With one wrong move or misinformed story, a brand's reputation can be shredded in seconds.
Although it is possible for brands to bounce back from social media backlash, the speed of response, or the person delivering the message, can have a huge impact on consumer opinion of the brand.
UK-based social media safety company Crisp Thinking recently released its 2019 Crisis Impact Report. In May 2019, it surveyed 2,000 consumers in the UK and US. It wanted to examine the impact of errors and the role social media plays in an effective crisis response.
But what constitutes a crisis? Crises mean different things to different people. Misconduct ranks high in consumers considering if a company crisis is happening, with almost three in five (59%) saying that ethical misconduct, or CEO misconduct, constitutes a crisis.
In 2018, a logistical error resulting in a shortage of chickens forced KFC to close hundreds of UK outlets. In response to the crisis, the fast-food chain ran a bold advertisement: An empty chicken bucket with the classic logo reassembled as "FCK," followed by an apology for the shortage underneath.
Surprisingly after perhaps the biggest fried chicken crisis in history, the brand's strategy took responsibility and responded quickly to win back the hearts of consumers.
The Crisis Impact Report report showed that over half (53%) of consumers expect a brand's response within an hour of a crisis, and one in three (34%) expect a response within 30 minutes.
Almost three in five (59%) of consumers want the brand responses to come from the CEO. They expect the public acknowledgment to come from the top. Almost half (47%) say that social media is the preferred channel for receiving a response from a brand and for sharing news about a crisis.
Consumers' expectations for an immediate response means brands must receive alerts of a crisis as soon as it happens. They want a proper response too.
An intelligent response is the difference between consumer loyalty and losing revenue.
Nine out of ten (90%) consumers say they are likely to shop with a brand that responds well to crises, while 66% are unlikely to continue shopping with a brand that responds poorly. That means two-thirds of brand revenue is on the line.
Over a quarter (28%) say failure to accept responsibility is the biggest mistake a brand can make following a crisis. Consumers want brands to accept responsibility and offer solutions.

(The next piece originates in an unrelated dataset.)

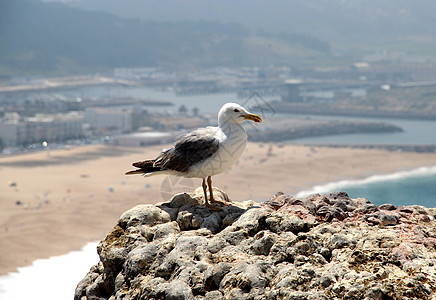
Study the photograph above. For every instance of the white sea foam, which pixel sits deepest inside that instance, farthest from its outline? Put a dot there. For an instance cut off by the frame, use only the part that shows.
(54, 278)
(338, 185)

On social media, negative opinions spread like wildfire. Over a third (37%) of consumers are likely to unfollow a brand on social media after it handles a crisis poorly, and 25% are likely to post something critical of the brand.
Brands should ensure that they have a good crisis monitoring system in place so that they can deliver the message in a timely way. A good crisis plan could make all the difference to the brand surviving or failing in the full gaze of the media.